Holding its head high at home and overseas
Tower Property Fund has carefully positioned itself as a well-managed property group with attractive offshore and local components.
Initially, when it entered Croatia, it faced heavy criticism, as there were concerns that it would be unable to succeed in a market about which it had limited knowledge.
Many SA property companies have taken a chance in Central and Eastern Europe in the past two years. They are able to borrow at about 2% and buy properties at an 8% yield. In SA, borrowing costs are about 10.5% for a similar yield.
The SA assets are in big cities, primarily Johannesburg and Cape Town. For now, Tower’s offshore assets will be solely in Croatia. Tower’s CEO Marc Edwards says these assets will be ring fenced. This could be as a subsidiary or a separately listed entity.
“The risk on our Croatian properties is low as we have secured long-term head leases from the sellers,” he says.
In its results for the half year to November Tower said it had acquired a R1bn retail property portfolio in Croatia. This increased the fund’s total portfolio value to more than R5bn, and its Croatian exposure to about 28% of the portfolio by value.
Edwards says 2016 was a watershed year for Tower. “Its SA portfolio is performing well, with additional profits expected from refurbishments and other initiatives foreseen in the medium term. These profits will be reinvested and used to boost core earnings.”
Tower’s development of more than 70 residential units at the Cape Quarter is expected to come on stream from December 2017 through to mid 2019. Since there is a high demand for residential property in the area, Tower says it will dispose of all the units and reinvest the profits in the business. Portfolio vacancies have dropped to 4%, with vacancies of 4.6% in SA and zero in Croatia. The weighted average lease expiry of the fund is 4½ years, with the domestic portfolio at 3½ years.
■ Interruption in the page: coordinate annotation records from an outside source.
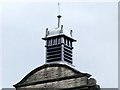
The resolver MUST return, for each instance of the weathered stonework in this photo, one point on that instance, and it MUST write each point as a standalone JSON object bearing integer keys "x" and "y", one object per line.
{"x": 57, "y": 76}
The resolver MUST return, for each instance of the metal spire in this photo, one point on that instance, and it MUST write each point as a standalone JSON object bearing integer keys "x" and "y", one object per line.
{"x": 59, "y": 16}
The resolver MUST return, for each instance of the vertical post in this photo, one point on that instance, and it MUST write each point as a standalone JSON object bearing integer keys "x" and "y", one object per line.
{"x": 59, "y": 20}
{"x": 62, "y": 49}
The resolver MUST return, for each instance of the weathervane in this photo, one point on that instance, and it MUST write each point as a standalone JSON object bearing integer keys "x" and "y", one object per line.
{"x": 59, "y": 16}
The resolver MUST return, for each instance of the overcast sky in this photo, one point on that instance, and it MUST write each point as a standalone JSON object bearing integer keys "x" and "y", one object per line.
{"x": 94, "y": 26}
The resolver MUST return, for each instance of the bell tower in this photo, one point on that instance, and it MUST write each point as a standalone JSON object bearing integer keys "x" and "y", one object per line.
{"x": 59, "y": 44}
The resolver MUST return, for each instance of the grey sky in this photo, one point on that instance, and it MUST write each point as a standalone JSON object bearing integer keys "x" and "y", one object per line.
{"x": 94, "y": 26}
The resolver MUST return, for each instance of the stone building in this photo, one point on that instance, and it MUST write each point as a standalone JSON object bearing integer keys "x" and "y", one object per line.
{"x": 58, "y": 73}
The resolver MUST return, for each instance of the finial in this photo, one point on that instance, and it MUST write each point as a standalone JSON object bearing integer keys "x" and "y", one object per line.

Tower has internalised the management company, Spire.
Bridge Fund Managers chief investment officer Ian Anderson says Tower has taken steps to create certainty in its numbers and an overall better investment case.
Management has opted to no longer distribute once-off profits from the sale of properties and, as a result, this interim distribution per share was 15% lower than a year ago, which included some once-off profits. “As a result of this change in policy, there is far more certainty in Tower’s [future] numbers. Management expects net property income to grow by between 6% and 8%/year over the medium term,” Anderson says.
“The company expects to realise about R240m in onceoff profits, which will be used to pay down debt, buy back shares or enhance the existing portfolio and build on the current platform,” he says.
“As a result, we believe Tower is capable of growing distributions by about 10%/year off the lower base it will create in the 2017 financial year.
“Even with the lower distribution forecast for that [period], Tower offers investors an extremely attractive initial income yield of more than 10.5%.” Anderson says the initial yield, plus double-digit growth in distributions over the medium term, make Tower one of the most attractively priced listed property companies in SA, capable of producing 20%/year in total returns for shareholders over the next two to three years.